Figure 7:. Spatially correlated gene modules in cLN.

(A) InSituCor connection graph showing gene pairs with spatial correlations > 0.1. Each point represents a gene. Node color shows clusters of mutually correlated genes. (B) Spatial correlation network for interferon stimulated gene (ISG) module. (C) ISG module expression in cellular neighborhoods. For each tissue, the FOVs with the maximum (top) module scores are shown. Glomeruli are outlined in cyan. Scale bars, 250μm. (D) Spatial correlation network for two macrophage-associated modules (“Complement cluster”, red; “Class II HLA cluster”, blue). (E) Class II HLA and complement module expression in cellular neighborhoods. Regions of increased complement module expression are shown in blue, class II HLA module in red, and high expression of both modules in pink. For each tissue, the FOVs with the maximum (top) sum of these two module scores are shown. Glomeruli are circled in yellow. Scale bars, 250μm.

Figure 8:. cLN is characterized by spatially correlated expression of fibrosis-associated genes.

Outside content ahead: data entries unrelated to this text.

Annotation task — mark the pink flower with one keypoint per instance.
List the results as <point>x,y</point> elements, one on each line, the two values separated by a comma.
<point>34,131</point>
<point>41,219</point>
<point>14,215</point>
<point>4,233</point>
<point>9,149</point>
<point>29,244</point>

(A) Spatial correlation network for fibrosis-associated gene module, calculated across all cells from control (n=4) and cLN (n=10) tissue samples. (B) Heatmap showing expression of individual fibrosis module genes by kidney cell type. (C) Fibroblasts (as % of total cells) in controls (blue) versus cLN (red). Each dot indicates an individual sample and line indicates the median. ** P<0.01, by two-tailed Mann-Whitney test. (D) Fibrosis module expression in cellular neighborhoods. For each tissue, the FOVs with the maximum (top) module scores are shown. Glomeruli are circled in cyan. Scale bars, 250μm. (E) Mean fibrosis module score per cell in control (n=4) and cLN (n=10) tissue samples. **** P<0.0001, by two-tailed t-tests comparing fibrosis module scores in single cells from each cLN sample vs. single cells from all controls. (F) Masson trichrome stain of representative fields from the three cLN samples with the highest “fibrosis gene module” expression (SLE4, SLE6, SLE7). Scale bars, 300μm.